Kenapa All Eyes on Rafah Viral di Media Sosial? Begini Dampak Positif Penggunaan AI

Estimated read time 4 min read

RAFAH – Seruan All Eyes on Rafah menjadi viral di media sosial setelah dibagikan lebih dari 46 juta kali di tengah serangan militer Israel terhadap Rafah di Gaza.

Sebuah gambar dengan tulisan All Eyes on Rafah menjadi viral di setiap Instagram Stories lainnya, mendominasi komunikasi media sosial tentang perang Israel di Gaza.

Viral imbauan All Eyes on Rafah atau yang lebih umum diartikan “Semua mata tertuju pada Rafah” merupakan gambar yang dibuat dengan kecerdasan buatan (AI) dengan slogan seruan untuk memperhatikan situasi di Rafah. Kota ini merupakan kota paling selatan di Jalur Gaza dekat perbatasan dengan Mesir.

Pada 7 Oktober 2023, kota Rafah yang luasnya hanya 64 kilometer persegi sudah kelebihan penduduk. Mereka dilanda kemiskinan dan kondisi hidup yang buruk akibat blokade Israel selama 17 tahun.

Namun, setelah Israel mengusir warga Palestina dari Gaza utara dan tengah hingga selatan, populasi Rafah meningkat lima kali lipat dalam beberapa bulan menjadi sekitar 1,5 juta.

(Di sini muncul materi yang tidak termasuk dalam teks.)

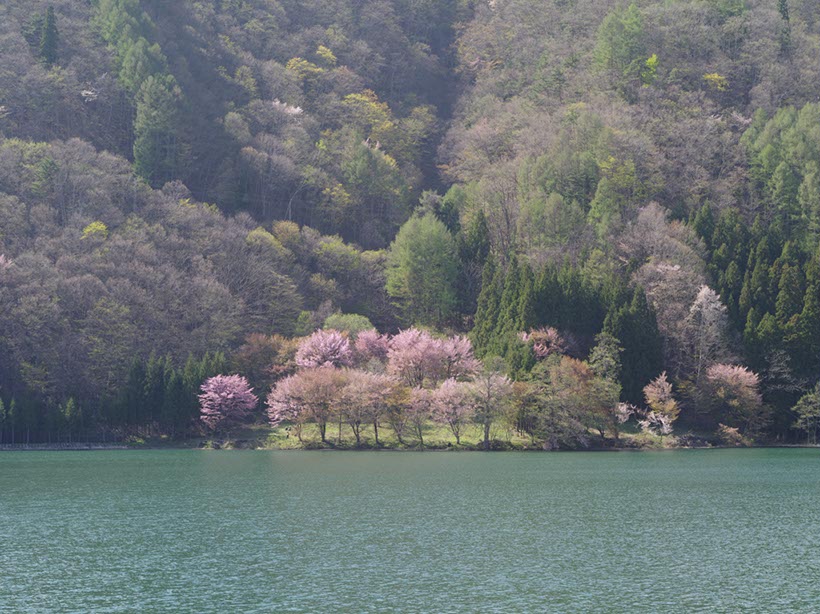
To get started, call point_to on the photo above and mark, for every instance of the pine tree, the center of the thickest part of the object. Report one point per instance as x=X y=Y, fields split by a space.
x=156 y=147
x=487 y=308
x=508 y=310
x=49 y=38
x=526 y=303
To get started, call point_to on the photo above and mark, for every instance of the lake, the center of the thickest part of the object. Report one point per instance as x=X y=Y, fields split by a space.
x=253 y=531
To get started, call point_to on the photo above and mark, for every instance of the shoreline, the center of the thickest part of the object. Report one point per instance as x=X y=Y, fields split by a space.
x=231 y=448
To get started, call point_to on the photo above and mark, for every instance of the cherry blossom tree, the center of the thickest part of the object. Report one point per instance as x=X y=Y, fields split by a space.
x=225 y=401
x=663 y=408
x=364 y=400
x=706 y=325
x=309 y=396
x=623 y=412
x=371 y=346
x=324 y=348
x=659 y=398
x=416 y=357
x=733 y=397
x=419 y=410
x=808 y=414
x=491 y=392
x=453 y=406
x=657 y=423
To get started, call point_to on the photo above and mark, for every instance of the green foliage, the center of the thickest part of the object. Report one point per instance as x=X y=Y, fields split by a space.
x=49 y=38
x=352 y=323
x=96 y=230
x=156 y=145
x=621 y=46
x=423 y=271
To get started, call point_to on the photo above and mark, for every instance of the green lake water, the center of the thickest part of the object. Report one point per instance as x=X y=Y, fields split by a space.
x=197 y=531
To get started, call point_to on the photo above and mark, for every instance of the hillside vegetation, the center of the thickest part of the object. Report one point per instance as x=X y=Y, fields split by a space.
x=600 y=195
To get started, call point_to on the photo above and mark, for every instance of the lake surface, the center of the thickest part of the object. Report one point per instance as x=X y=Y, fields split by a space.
x=197 y=531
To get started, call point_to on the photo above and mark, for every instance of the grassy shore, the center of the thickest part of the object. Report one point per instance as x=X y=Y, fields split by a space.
x=435 y=437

Pada bulan Februari 2024, sekitar setengah dari 2,3 juta penduduk Gaza telah direlokasi ke Rafah, ketika Israel mengatakan pihaknya berencana melancarkan operasi darat di wilayah tersebut. Iklan tersebut mendapat kritik di seluruh dunia.

Memperkenalkan Richard “Rick” Piperkorn, Perwakilan WHO untuk Gaza dan Tepi Barat. Dia mengatakan “semua mata” tertuju pada serangan yang akan datang terhadap Rafah.

Amir Kawash, seorang seniman dan peneliti keturunan Palestina-Irak-Amerika yang tinggal di Inggris, mengatakan kepada Al Jazeera bahwa slogan All Eyes on Rafah mungkin berasal dari pernyataan Peeperkorn.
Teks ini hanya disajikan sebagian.